The extremely heavy vote in five of our six towns against building a roundabout at the important blinker intersection in Oak Bluffs confirms, again, what many elected officials, like myself, have been hearing from our constituents for years: “We don’t want it!” It’s just that simple. Had there been a ballot question in Oak Bluffs I would venture to say the result there would not have been materially different from the roughly three-to-one landslide against it in the other towns.

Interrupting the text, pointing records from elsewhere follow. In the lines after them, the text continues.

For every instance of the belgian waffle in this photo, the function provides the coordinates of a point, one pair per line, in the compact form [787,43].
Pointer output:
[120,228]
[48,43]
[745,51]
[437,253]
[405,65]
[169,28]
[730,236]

It’s hard to be in elected office and not be responsive to an overwhelming one-sided vote like that, despite its being nonbinding. I know that if I were running for office and knew that 75 per cent of my constituency were on one side of a particular issue I would have to think long and hard before I either ignored that fact, or I dug in my heels and tried to convince that super majority it was wrong. Given the long-term, broad-based, grassroots citizen activism against it, the seemingly unstoppable progress of this controversial and very disliked roundabout proposal is astonishing.

What I find particularly disquieting is why one town, in this case Oak Bluffs, would want to impose on its five neighbor towns what those neighbors so clearly don’t want. On the one hand, I, as are other elected officials on the Vineyard, am aware of the fierce sense of sovereignty that exists in our towns. The late Art Flathers of Tisbury said with great insight, “The Vineyard is not an Island. It is six islands connected by land.” On the other hand, regardless of where we live on the Island, we are irrevocably all neighbors, we all use the blinker intersection, what happens there as a solution to traffic issues affects everyone.

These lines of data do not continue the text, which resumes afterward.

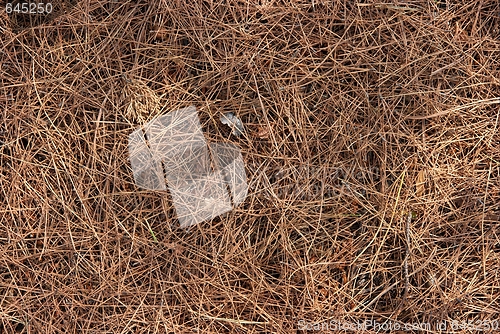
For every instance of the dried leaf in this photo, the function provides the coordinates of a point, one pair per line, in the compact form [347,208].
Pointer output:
[420,183]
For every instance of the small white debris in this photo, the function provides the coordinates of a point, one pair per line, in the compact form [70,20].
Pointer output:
[234,122]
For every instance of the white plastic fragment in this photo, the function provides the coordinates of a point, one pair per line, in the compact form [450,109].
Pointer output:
[172,152]
[234,122]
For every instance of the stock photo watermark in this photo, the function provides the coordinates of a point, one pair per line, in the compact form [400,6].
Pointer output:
[389,326]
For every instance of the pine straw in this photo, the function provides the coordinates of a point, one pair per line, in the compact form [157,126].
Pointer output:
[372,154]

So, given the ballot results, I would respectfully propose to the Oak Bluffs selectmen that, as sensitive and considerate neighbors, they consider telling the state department of Transportation to put the contract and the financing to build the roundabout on hold; that the Martha’s Vineyard Commission initiate an inclusive process, one that specifically recognizes and respects the clear results of the ballot initiatives, to address the problems at the blinker intersection, such as they may be. In other words, find a different solution.

I’m not trying to make an already awkward situation worse, but my parents taught me that neighbors shouldn’t behave in ways they know will irritate those around them merely because they can. Let’s try to be good neighbors.

 

Richard Knabel is a West Tisbury selectman.